Als auch der fünfte, General Thomas Sidney Jesup, zwar fieberkranke Truppen, aber keine Erfolge hatte, lud er die führenden Semiolen zu Friedensgesprächen ein. Diese vertrauten auf das Wort eines amerikanischen Offiziers – und wurden unter der weißen Parlamentärsflagge in Ketten geworfen (1837). Osceola starb ein Jahr später im Gefängnis.

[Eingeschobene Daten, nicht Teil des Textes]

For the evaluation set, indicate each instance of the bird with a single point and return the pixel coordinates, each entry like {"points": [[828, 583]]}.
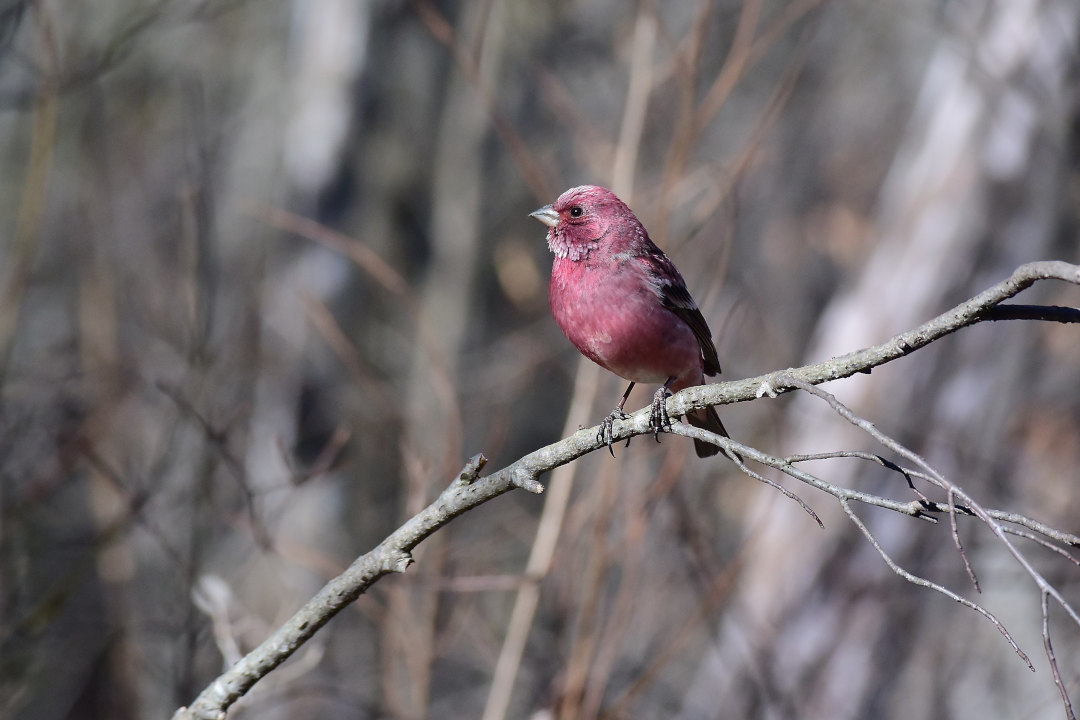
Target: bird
{"points": [[624, 306]]}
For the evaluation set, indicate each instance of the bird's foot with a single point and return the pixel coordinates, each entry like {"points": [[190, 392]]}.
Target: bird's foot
{"points": [[659, 420], [604, 435]]}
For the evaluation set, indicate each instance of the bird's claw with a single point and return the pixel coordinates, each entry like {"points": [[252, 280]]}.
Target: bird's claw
{"points": [[659, 420], [604, 435]]}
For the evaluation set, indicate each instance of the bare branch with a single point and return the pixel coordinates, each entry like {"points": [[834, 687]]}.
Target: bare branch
{"points": [[469, 489]]}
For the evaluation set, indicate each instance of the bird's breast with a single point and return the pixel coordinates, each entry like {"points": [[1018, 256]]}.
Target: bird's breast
{"points": [[612, 315]]}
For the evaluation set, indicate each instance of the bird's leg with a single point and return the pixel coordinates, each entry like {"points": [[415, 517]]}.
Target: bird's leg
{"points": [[659, 419], [605, 433]]}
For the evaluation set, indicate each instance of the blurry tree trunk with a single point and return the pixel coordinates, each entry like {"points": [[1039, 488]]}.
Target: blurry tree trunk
{"points": [[975, 189]]}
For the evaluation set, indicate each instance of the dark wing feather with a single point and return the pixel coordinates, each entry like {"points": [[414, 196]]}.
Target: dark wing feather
{"points": [[671, 287]]}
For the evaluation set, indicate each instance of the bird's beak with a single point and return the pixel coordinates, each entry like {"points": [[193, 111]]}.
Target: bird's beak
{"points": [[545, 215]]}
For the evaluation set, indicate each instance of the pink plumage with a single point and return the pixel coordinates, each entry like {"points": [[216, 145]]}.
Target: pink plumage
{"points": [[620, 300]]}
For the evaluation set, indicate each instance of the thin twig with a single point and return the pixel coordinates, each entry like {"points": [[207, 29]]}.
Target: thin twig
{"points": [[922, 582]]}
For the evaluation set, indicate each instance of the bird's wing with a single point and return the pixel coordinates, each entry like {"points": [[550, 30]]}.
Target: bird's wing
{"points": [[673, 295]]}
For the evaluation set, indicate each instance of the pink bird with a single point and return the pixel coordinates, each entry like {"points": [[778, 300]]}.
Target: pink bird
{"points": [[622, 303]]}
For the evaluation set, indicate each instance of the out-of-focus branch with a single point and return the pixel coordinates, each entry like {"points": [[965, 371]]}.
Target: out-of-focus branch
{"points": [[469, 490]]}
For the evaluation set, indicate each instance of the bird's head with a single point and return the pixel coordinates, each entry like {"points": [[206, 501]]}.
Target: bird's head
{"points": [[583, 219]]}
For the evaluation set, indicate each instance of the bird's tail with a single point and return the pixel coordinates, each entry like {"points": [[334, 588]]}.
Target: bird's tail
{"points": [[706, 419]]}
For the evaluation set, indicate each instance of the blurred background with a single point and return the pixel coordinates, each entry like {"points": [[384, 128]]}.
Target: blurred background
{"points": [[267, 280]]}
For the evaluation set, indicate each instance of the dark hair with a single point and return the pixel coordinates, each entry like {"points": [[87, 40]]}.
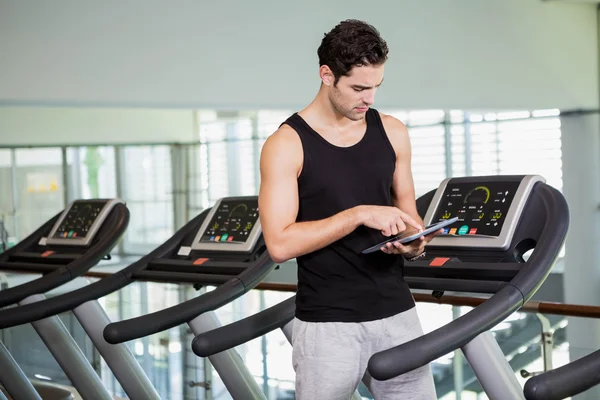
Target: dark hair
{"points": [[351, 43]]}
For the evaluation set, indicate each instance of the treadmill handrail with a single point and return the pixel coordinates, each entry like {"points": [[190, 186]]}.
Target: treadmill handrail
{"points": [[33, 312], [425, 349], [566, 381], [229, 336], [74, 269], [167, 318]]}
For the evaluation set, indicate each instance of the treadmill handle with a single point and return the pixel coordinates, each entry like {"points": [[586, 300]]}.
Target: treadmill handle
{"points": [[78, 267], [424, 349], [229, 336], [145, 325], [566, 381]]}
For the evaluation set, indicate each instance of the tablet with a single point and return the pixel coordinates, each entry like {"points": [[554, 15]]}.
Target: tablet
{"points": [[410, 234]]}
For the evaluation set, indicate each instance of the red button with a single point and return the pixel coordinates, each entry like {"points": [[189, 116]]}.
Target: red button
{"points": [[438, 261]]}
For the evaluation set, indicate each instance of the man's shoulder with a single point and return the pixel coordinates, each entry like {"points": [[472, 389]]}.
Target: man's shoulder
{"points": [[391, 123], [283, 143]]}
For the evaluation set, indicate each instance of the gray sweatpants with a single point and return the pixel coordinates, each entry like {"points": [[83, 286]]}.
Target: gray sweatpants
{"points": [[330, 359]]}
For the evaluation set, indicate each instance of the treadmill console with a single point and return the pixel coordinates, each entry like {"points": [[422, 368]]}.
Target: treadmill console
{"points": [[231, 225], [488, 209], [80, 221]]}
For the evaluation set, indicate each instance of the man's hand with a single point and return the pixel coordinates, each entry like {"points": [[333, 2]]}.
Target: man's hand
{"points": [[411, 249], [388, 219]]}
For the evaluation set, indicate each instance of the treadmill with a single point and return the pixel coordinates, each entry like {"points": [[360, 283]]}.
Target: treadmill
{"points": [[222, 246], [66, 246], [569, 380], [501, 218]]}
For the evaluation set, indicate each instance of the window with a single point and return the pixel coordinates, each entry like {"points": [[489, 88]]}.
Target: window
{"points": [[148, 191]]}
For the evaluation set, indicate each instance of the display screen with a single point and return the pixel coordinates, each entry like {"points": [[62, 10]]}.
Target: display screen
{"points": [[79, 219], [232, 222], [481, 208]]}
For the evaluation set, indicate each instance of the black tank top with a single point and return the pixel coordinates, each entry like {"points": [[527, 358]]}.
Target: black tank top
{"points": [[338, 283]]}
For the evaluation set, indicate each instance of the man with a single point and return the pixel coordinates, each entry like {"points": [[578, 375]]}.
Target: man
{"points": [[336, 179]]}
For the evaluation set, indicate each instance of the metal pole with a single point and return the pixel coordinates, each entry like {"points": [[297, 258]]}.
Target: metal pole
{"points": [[547, 341], [491, 368], [119, 358], [457, 363], [13, 379], [64, 349]]}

Krieg der verbrannten Erde

Dieses Vorgehen ging sogar der amerikanischen Öffentlichkeit zu weit. Jesup wurde abgelöst. Doch auch seine Nachfolger hatten erst Erfolg, als sie einen systematischen Krieg der verbrannten Erde führten, der viele Semiolen zur Kapitulation zwang. Diese wurden nach Oklahoma gebracht. Als die Armee 1841 die verlustreichen Kämpfe abbrach, hielt sich noch ein kleiner Rest der Indianer in den Sümpfen versteckt – stolz darauf, nie mit den USA Frieden geschlossen zu haben. Probleme mit ihnen gab es seitdem keine mehr.

Auf solche Art wurden nach und nach alle Stämme, die östlich von Mississippi und Missouri ihre Heimat hatten, ausgerottet, dezimiert, in Reservationen gezwungen.

Die Stämme, die – dem Druck der Weißen nachgebend – von sich aus auf die Großen Ebenen auswichen, stießen dort mit anderen Indianersippen zusammen. So trieben Chippewa, die im 17. Jahrhundert von den Franzosen Feuerwaffen erhalten hatten, die Sioux (Dakota) aus Wisconsin nach Westen. Auf der Suche nach Land trafen diese am Missouri auf die Arikara, von denen sie Pferde erhielten. Die nördlichen, die Teton-Sioux wurden zu dem bekannten Reitervolk, das seinerseits die Shoshonen bedrängte; die südlichen Sioux blieben Ackerbauern. So setzten die Weißen, schon bevor sie mit der Umsiedlung der Indianer begannen, eine Kettenreaktion in Gang, die das Leben so gut wie aller Stämme veränderte und Ursache vieler Kriege zwischen Indianern wurde. 

Fortsetzung „Das war der wilde Westen“ Teil 6.

Literatur:
(1) Bartlett, Richard/Goetzmann, William H.: „Exploring the American West“, National Park Service, Washington 1982.
(2) Cooke, Alistair: „Geschichte Amerikas“, Pawlak, Herrsching, 1975.
(3) Dillon, Richard, H.: „Indianerkriege“, Lechner, Limassol (Cypern),
1994.
(4) Eckert, Allan W.: „Gateway to Empire“, Bantam, New York 1984.
(5) Stammel, H. J.: „Indianer“, Bertelsmann, Gütersloh, 1977
(6) Zimmermann, Larry J.: „Indianer“, Droemer-Knaur, München, 1996.